È una scelta che rischia di aggravare una situazione ambientale già fragile. La scarsa ventilazione della pianura, unita all’accumulo di inquinanti, potrebbe trasformare questo insediamento che produce lana di roccia, critico per la tipologia di materiale lavorato, in un fattore con effetti significativi sulla salute pubblica e sull’equilibrio ambientale.
Ancora più preoccupante è il disegno urbanistico che emerge. La modifica del piano particolareggiato di Interporto, con la soppressione dell’articolo 23, annunciato a più riprese dalla giunta Cittadin, rappresenta un cambio strutturale della visione della città e del suo futuro. Una scelta che, non a caso, coincide con richieste avanzate da Confindustria già in campagna elettorale e oggi sostenute apertamente dalla sindaca.
Il rischio è chiaro: aprire le porte a un modello economico unico, sbilanciato su attività industriali ad alto impatto, a scapito di uno sviluppo diversificato, innovativo e di qualità.
Rovigo rischia di perdere l’opportunità di investire su eccellenze produttive, filiere sostenibili, lavoro qualificato e valorizzazione del territorio.
Il Polesine è un territorio a vocazione agricola, che può diventare di qualità se sostenuto da scelte politiche chiare e investimenti mirati. Questa identità va costruita, ma negli ultimi decenni sono mancate visione e coraggio. Servono scelte chiare:
Sostenere la Filiera cerealicola con impianti di trasformazione locale; Innovazione e ricerca per agricoltura di qualità e sostenibile;
Energia rinnovabile e integrata alle realtà agricole.

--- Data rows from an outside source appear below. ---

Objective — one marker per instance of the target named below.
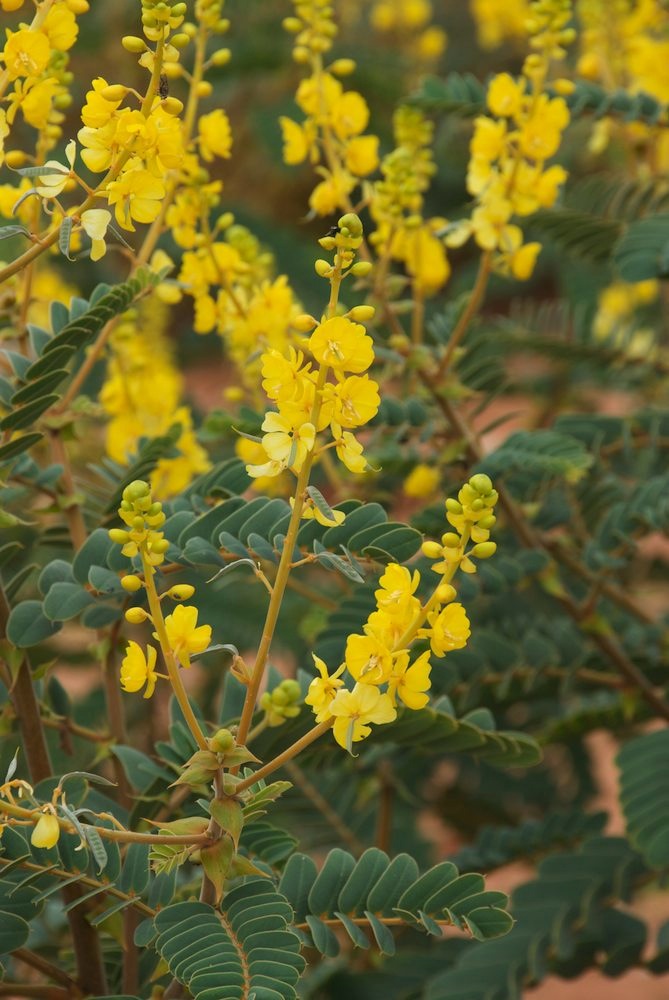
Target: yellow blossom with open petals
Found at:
(323, 689)
(342, 344)
(355, 711)
(138, 669)
(184, 635)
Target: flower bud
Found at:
(446, 593)
(342, 67)
(222, 742)
(361, 314)
(119, 536)
(136, 490)
(451, 540)
(221, 57)
(304, 323)
(46, 831)
(131, 43)
(173, 106)
(115, 92)
(483, 550)
(136, 616)
(181, 591)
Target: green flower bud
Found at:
(222, 742)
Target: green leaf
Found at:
(65, 601)
(14, 932)
(18, 446)
(28, 625)
(246, 947)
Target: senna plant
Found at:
(281, 679)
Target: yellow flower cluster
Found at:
(178, 634)
(331, 134)
(379, 660)
(306, 401)
(507, 170)
(615, 319)
(35, 66)
(397, 202)
(141, 395)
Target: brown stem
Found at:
(85, 939)
(42, 965)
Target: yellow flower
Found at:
(184, 635)
(136, 195)
(285, 443)
(26, 53)
(355, 710)
(349, 450)
(410, 683)
(355, 399)
(368, 659)
(323, 689)
(296, 143)
(94, 222)
(46, 831)
(138, 669)
(342, 344)
(214, 135)
(422, 482)
(449, 629)
(505, 95)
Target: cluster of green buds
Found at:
(472, 517)
(282, 703)
(143, 516)
(313, 27)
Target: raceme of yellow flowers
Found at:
(379, 661)
(507, 172)
(307, 403)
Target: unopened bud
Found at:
(361, 314)
(119, 536)
(304, 323)
(136, 616)
(181, 591)
(481, 483)
(131, 43)
(222, 742)
(342, 67)
(361, 269)
(483, 550)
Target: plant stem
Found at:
(168, 655)
(470, 311)
(292, 751)
(283, 572)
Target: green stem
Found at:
(168, 656)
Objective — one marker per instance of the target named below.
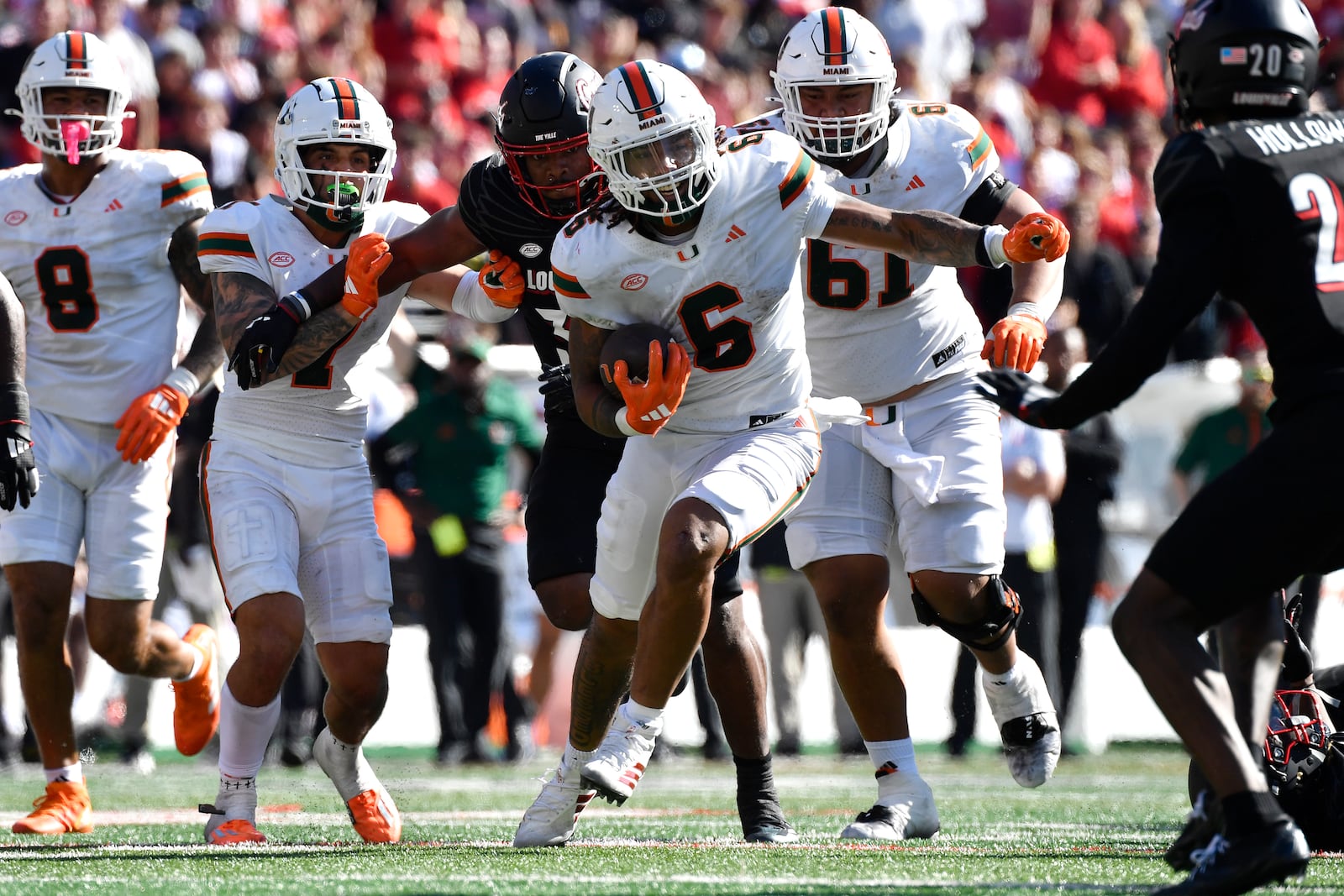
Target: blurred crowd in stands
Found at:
(1074, 93)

Non si tratta di essere contrari allo sviluppo, ma di scegliere quale sviluppo. Un’economia che punta esclusivamente su impianti inquinanti non solo compromette l’ambiente, ma limita anche le prospettive future, rendendo il territorio meno attrattivo per investimenti di qualità e per le nuove generazioni.
Europa Verde Rovigo ritiene che sia necessario fermarsi e aprire un confronto pubblico serio, trasparente e partecipato. Le scelte urbanistiche e industriali devono rispondere al bene collettivo, alla tutela della salute e alla sostenibilità.
Rovigo merita un futuro diverso: un futuro che coniughi sviluppo economico e rispetto dell’ambiente, innovazione e qualità della vita.